# Install and Import

In this notebook, I will try to scrape Commons Wikimedia to create a image dataset that can be used to train machine learning algorithms.

First part is installing and importing all the required libraries. Since selenium and chrome drive are not part of default google colab environment. I will start by installing these. I will use selenium for interacting dynamic elements in the DOM, and after that I will use beautiful soup to extract image links.

Along with selenium, requests and beautifulsoup, I will import string and re library which will help with formatting the name, if I don't intend to use the actual name of the file.

In [None]:
!apt-get update -qq
!apt install chromium-chromium-driver -qq
!pip install selenium -qq

from concurrent.futures import ThreadPoolExecutor
from selenium import webdriver
from selenium.webdriver.chrome.options import Options
from bs4 import BeautifulSoup
import requests
import string
import time
import re
from selenium.webdriver.common.by import By
from selenium.webdriver.support.ui import WebDriverWait
from selenium.webdriver.support import expected_conditions as EC
from selenium.common.exceptions import StaleElementReferenceException, TimeoutException
import pandas as pd

from urllib.parse import quote
import os
import glob
import random
from PIL import Image

Next I setup the chrome driver and use Options() to start chrome in headless mode.

# Setup Chrome Driver

In [27]:
def setup_driver():
    chrome_options = Options()
    chrome_options.add_argument('--headless')
    chrome_options.add_argument('--no-sandbox')
    chrome_options.add_argument('--disable-dev-shm-usage')
    return webdriver.Chrome(options=chrome_options)

driver = setup_driver()

The category pages on Wikimedia are sometimes stored in a Tree format, and when the pages are initially loaded, only the parent is visible. This means if we want to scrape the child pages, we will need to use Selenium to interact with the dynamic elements on the page.

The expand_all function will find all the Categories that have an expandable subcategory. This function will find the element of class=CategoryTreeToggle CategoryTreeToggleHandlerAttached where attribute aria-expanded="false". It will then click on these elements to expand them one at a time. This function also highlights the expanded elements in yellow. This proved to be quite useful when I was debugging and testing the code in normal mode in chrome driver.


# Expand Collapsible Section

In [None]:
def expand_all(driver):
    # Find all elements where class=CategoryTreeToggle CategoryTreeToggleHandlerAttached and aria-expanded="false"
    buttons = driver.find_elements(By.CSS_SELECTOR, 'a.CategoryTreeToggle.CategoryTreeToggleHandlerAttached[aria-expanded="false"]')

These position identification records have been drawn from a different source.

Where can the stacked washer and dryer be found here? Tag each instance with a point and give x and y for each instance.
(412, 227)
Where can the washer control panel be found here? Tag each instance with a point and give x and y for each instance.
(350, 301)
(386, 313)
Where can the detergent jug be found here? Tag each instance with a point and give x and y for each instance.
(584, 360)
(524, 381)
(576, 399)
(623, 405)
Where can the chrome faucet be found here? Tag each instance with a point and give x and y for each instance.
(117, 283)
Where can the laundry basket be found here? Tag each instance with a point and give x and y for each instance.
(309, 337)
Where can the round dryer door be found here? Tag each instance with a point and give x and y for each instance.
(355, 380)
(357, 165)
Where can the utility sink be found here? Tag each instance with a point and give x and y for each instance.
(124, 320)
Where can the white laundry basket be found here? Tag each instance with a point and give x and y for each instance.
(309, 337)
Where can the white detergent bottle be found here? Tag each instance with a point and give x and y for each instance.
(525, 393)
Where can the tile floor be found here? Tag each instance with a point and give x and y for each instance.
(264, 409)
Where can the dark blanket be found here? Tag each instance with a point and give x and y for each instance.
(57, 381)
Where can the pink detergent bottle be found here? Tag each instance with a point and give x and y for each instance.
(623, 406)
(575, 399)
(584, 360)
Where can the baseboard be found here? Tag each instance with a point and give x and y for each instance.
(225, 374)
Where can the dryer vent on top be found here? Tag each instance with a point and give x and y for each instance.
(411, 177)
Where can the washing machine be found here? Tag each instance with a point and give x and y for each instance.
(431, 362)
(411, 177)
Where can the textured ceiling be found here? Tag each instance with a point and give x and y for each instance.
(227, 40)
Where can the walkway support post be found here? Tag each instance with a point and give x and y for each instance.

    print("Buttons found:", len(buttons))

    # Loop through each button and click it
    for button in buttons:
        parent_div = button.find_element(By.XPATH, './ancestor::div')

        # Highlight the parent div by changing its style # Useful while developing and tesing
        driver.execute_script("arguments[0].style.backgroundColor = 'yellow'; arguments[0].style.color = 'blue';", parent_div)

        # Click on the button to expand
        button.click()

    time.sleep(1)

It is possible that there are many subcategories in a page, so I created a function check_remaining_buttons which will call itself recursively and keep executing expand_all if check_remaining_buttons returns anything other 0.

# Expand all Sections

In [None]:
def check_remaining_buttons(driver):
    # Check if there are any more expandable buttons
    remaining_buttons = driver.find_elements(By.CSS_SELECTOR, 'a.CategoryTreeToggle.CategoryTreeToggleHandlerAttached[aria-expanded="false"]')

    print("Remaining buttons:", len(remaining_buttons))

    # If there are remaining buttons, expand them
    if remaining_buttons: # if remaining_buttons, the check condition becomes false
        expand_all(driver)
        check_remaining_buttons(driver)

Once all the buttons are expanded the links to the Category pages can be collected. The simplest way to do this will be finding all the divs of class=CategoryTreeItem and finding the hrefs withing them. If these contain the term "wiki/Category:", they will be stored in category_links. All the hrefs are then added to a list.

# Extract Page Links

In [None]:
def find_category_links(driver):
    all_links = []

    category_links = driver.find_elements(By.CSS_SELECTOR, 'div.CategoryTreeItem a[href*="wiki/Category:"]')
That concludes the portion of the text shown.